La fine della primavera e l’inizio dell’estate segnano l’apertura della stagione per feste, cerimonie di ogni genere ed eventi. Ma l’attuale situazione epidemiologica che si vive in Italia, almeno secondo quelle che sono state le valutazioni fatte da Governo e CTS, non permette di pensare che si possa ripartire da subito. E’ per questo motivo che slitta ancora la data per le cerimonie come i matrimoni o per lo meno per chi sta organizzando una festa in grande stile. I matrimoni infatti si possono svolgere e possono essere celebrati anche in questo momento, seguendo delle regole molto rigide che non riguardano solo l’ormai noto distanziamento sociale ma anche il numero di partecipanti e le modalità. Il nuovo decreto fissa per il 15 giugno la data in cui si potrà ad avere un numero di ospiti diverso ma ci sarà bisogno, come anticipato nelle passate settimane, di un green pass. Cerchiamo di capire che cosa succede dal 15 giugno con le ultime novità su questo genere di eventi.

Da quale data sono ammessi i banchetti dopo i matrimoni o le comunioni?

Il decreto prevede la ripartenza delle feste, comprese quelle che si svolgono dopo cerimonie civili e religiose (come matrimoni e comunioni) dal 15 giugno, anche al chiuso. Agli ospiti sarà richiesto il green pass. Il certificato verde spetta a chi si è vaccinato ( non solo con una prima dose ma con entrambe le dosi), a chi ha avuto ed è guarito dal Covid, a chi si è sottoposto a tampone nelle 48 ore precedenti la festa con esito negativo.

Sono previsti protocolli particolari per i banchetti?

Vediamo punto per punto che cosa si deve fare per organizzare e anche per partecipare a questo genere di evento ( che può essere la festa per un battesimo, per una cresima, per un matrimonio, per una prima comunione ecc ecc)

– i partecipanti dovranno avere il certificato verde, dunque dovranno essere vaccinati, o essere guariti dal Covid, o essersi sottoposti a tampone con risultato negativo nelle 48 ore precedenti l’evento.

-sarà necessario individuare un Covid manager per verificare il rispetto del protocollo da parte di ospiti e lavoratori, evitando assembramenti e verificando che le mascherine siano indossate dove previsto.

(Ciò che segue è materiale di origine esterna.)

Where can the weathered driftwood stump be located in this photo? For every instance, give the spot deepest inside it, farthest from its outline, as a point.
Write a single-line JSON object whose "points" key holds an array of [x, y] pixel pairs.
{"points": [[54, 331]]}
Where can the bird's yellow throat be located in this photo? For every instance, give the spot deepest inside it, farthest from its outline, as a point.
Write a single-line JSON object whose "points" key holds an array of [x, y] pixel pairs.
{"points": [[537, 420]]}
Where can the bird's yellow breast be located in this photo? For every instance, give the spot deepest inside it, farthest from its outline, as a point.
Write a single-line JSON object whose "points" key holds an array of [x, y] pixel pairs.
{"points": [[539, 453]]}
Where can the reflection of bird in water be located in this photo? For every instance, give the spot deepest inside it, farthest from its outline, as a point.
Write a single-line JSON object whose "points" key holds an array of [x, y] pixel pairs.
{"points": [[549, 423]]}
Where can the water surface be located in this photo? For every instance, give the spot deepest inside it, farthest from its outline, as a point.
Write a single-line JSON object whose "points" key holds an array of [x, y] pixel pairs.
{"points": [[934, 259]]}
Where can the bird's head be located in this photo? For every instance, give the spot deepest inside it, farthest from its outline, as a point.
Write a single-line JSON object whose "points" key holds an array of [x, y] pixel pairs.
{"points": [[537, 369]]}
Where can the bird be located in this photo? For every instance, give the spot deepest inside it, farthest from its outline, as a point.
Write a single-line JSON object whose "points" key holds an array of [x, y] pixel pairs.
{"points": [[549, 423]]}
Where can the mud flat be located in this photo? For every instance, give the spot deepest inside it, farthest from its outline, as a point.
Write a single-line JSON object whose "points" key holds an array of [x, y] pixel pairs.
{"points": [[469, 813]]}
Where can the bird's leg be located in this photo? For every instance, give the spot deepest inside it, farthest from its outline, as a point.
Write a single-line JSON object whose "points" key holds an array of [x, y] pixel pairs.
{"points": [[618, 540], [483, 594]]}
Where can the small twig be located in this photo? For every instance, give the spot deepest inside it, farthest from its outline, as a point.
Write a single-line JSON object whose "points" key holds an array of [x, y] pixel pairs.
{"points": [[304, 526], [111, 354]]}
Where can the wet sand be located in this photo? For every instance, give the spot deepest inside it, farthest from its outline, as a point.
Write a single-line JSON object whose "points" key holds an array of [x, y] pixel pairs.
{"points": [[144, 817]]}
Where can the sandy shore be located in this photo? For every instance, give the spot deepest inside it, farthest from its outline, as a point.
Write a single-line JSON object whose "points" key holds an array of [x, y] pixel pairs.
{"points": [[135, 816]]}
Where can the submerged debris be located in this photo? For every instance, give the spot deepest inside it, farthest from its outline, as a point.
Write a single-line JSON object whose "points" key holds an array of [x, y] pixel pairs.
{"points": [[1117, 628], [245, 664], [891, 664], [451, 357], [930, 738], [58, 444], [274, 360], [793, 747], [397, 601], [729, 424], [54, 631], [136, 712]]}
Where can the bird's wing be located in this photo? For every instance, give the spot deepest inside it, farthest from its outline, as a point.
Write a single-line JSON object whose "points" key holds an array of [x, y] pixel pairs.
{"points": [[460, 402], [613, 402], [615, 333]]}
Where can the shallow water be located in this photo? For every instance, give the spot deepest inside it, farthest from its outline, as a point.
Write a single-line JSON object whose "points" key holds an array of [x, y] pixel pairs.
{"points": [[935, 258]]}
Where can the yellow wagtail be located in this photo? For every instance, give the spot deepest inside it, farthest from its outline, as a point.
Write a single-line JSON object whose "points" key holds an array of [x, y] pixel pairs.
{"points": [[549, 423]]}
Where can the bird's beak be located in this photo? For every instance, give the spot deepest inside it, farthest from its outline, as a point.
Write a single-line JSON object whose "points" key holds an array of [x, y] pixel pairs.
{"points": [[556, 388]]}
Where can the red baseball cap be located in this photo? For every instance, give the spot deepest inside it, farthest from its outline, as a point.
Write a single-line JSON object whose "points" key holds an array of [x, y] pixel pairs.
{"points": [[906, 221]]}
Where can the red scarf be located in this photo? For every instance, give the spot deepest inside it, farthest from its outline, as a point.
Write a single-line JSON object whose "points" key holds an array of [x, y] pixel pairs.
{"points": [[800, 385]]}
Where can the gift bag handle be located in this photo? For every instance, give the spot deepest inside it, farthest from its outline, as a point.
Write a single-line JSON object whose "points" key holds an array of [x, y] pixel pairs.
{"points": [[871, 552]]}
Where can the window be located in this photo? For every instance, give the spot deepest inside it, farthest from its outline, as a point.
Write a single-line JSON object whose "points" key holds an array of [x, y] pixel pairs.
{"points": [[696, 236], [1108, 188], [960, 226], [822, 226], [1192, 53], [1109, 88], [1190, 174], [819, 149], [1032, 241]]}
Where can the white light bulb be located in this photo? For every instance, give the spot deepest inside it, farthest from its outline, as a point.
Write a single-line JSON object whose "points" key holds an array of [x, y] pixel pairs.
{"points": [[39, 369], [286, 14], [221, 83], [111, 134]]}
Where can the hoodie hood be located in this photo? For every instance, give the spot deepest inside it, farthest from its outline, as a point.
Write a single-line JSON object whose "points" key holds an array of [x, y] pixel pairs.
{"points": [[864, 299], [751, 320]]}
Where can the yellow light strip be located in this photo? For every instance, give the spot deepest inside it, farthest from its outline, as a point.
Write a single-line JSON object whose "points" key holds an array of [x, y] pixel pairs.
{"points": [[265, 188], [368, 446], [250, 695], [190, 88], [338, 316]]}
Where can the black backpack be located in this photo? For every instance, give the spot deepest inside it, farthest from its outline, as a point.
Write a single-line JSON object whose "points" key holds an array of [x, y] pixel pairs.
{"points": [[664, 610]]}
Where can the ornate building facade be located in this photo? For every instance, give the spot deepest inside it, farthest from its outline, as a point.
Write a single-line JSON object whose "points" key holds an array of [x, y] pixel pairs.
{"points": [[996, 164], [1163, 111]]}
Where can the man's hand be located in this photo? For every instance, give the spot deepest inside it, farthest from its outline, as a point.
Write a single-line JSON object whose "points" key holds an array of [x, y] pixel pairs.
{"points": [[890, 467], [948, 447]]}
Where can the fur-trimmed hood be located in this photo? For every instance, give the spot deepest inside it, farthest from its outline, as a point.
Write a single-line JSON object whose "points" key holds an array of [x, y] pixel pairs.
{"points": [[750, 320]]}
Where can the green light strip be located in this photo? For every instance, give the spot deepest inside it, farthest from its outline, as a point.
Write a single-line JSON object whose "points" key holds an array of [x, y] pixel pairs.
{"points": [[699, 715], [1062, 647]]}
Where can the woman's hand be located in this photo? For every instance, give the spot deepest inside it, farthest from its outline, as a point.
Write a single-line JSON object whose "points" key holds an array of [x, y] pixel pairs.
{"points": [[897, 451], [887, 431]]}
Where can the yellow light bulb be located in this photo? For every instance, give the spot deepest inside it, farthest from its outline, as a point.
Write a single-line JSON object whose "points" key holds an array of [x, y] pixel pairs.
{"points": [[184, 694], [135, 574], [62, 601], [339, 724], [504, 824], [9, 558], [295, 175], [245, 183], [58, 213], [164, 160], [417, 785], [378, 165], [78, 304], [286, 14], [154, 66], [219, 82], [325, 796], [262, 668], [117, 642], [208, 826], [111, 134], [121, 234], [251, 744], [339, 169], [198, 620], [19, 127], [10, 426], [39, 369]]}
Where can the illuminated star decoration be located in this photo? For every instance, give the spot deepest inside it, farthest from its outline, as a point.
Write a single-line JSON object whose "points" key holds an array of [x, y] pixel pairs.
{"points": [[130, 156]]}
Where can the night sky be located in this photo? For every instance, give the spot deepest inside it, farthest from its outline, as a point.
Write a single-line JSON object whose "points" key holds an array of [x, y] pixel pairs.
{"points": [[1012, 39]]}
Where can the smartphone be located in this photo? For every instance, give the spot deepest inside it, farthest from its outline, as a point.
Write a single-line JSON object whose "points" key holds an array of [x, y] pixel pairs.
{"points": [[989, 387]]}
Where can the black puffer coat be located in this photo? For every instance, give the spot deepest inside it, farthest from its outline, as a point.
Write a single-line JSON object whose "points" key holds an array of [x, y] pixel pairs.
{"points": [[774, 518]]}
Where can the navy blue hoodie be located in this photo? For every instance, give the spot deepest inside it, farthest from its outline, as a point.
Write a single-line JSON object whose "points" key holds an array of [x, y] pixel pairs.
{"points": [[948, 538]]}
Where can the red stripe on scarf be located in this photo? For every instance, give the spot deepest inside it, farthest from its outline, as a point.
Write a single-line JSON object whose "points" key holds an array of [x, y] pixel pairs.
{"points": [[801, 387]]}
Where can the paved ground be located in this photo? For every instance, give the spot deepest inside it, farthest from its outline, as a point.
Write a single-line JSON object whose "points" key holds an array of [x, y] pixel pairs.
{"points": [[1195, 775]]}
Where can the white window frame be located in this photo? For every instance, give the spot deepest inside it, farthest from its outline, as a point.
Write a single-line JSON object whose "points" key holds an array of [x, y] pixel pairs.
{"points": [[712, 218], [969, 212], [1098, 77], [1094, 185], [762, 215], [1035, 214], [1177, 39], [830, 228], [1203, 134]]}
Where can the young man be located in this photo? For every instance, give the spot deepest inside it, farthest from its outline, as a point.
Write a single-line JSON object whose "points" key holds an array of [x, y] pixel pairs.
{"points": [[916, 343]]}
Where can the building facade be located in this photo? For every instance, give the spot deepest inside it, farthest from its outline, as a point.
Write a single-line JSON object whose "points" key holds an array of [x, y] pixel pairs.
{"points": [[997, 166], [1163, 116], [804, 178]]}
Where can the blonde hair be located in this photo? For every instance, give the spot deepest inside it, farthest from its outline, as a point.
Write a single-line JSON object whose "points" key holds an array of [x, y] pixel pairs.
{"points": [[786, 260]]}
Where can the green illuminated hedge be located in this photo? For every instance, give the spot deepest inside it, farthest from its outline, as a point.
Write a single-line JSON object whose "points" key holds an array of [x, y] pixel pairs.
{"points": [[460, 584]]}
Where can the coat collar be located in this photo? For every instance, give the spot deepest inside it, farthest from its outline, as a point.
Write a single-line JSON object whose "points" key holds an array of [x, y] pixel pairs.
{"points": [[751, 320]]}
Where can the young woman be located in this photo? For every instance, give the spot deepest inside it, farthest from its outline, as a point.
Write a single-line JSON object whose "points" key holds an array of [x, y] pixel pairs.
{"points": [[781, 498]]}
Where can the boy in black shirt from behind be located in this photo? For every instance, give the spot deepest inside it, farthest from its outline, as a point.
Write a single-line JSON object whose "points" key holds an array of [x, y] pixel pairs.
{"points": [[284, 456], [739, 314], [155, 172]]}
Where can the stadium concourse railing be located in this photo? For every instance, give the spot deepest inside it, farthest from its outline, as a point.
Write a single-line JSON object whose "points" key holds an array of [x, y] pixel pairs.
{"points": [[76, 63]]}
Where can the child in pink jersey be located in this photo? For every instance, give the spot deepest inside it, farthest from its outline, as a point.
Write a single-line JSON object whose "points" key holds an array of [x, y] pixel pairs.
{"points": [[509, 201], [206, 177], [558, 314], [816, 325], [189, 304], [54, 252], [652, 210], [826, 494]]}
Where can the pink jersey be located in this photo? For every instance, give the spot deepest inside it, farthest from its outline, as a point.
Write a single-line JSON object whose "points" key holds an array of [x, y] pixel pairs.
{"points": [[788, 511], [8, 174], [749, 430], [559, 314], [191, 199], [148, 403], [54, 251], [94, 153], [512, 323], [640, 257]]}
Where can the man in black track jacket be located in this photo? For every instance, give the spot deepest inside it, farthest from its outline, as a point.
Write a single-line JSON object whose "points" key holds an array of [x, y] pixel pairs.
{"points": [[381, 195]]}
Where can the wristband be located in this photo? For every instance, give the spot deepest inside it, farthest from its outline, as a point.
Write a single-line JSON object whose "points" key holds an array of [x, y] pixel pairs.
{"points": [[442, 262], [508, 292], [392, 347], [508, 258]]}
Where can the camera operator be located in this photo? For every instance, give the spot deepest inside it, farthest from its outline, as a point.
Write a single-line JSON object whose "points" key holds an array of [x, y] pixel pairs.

Dovrà tenere per 14 giorni l’elenco dei partecipanti per garantire la tracciabilità se si verificassero dei casi positivi fra gli intervenuti.

-quando si è al chiuso è necessario usare la mascherina

-il buffet che dovrà essere servito da personale incaricato: gli ospiti non dovranno toccare i cibi comuni sul tavolo. Il self service è consentito solo se sul tavolo ci sono porzioni monodose.

-è prevista una distanza fra i tavoli di due metri

-se al rinfresco c’è la musica dal vivo, i gruppi dovranno essere ad almeno tre metri di distanza dal pubblico, se non ci sono barriere anti-droplet vicino al microfono

-gli ospiti potranno ballare, ma solo all’esterno e ognuno dovrà avere almeno 1,2 metri quadrati a disposizione

-gli eventi in spazi interni sono possibili solo se ci si trova in area bianca: in questo caso è necessario che ogni ospite abbia 2 metri quadrati a disposizione. E deve essere potenziato il ricambio d’aria all’interno del locale.

Quante persone possono partecipare a un evento come un matrimonio?

Ricordiamo che al momento non è stato ancora stabilito il tetto massimo degli invitati. Le indicazioni saranno date nelle prossime ore.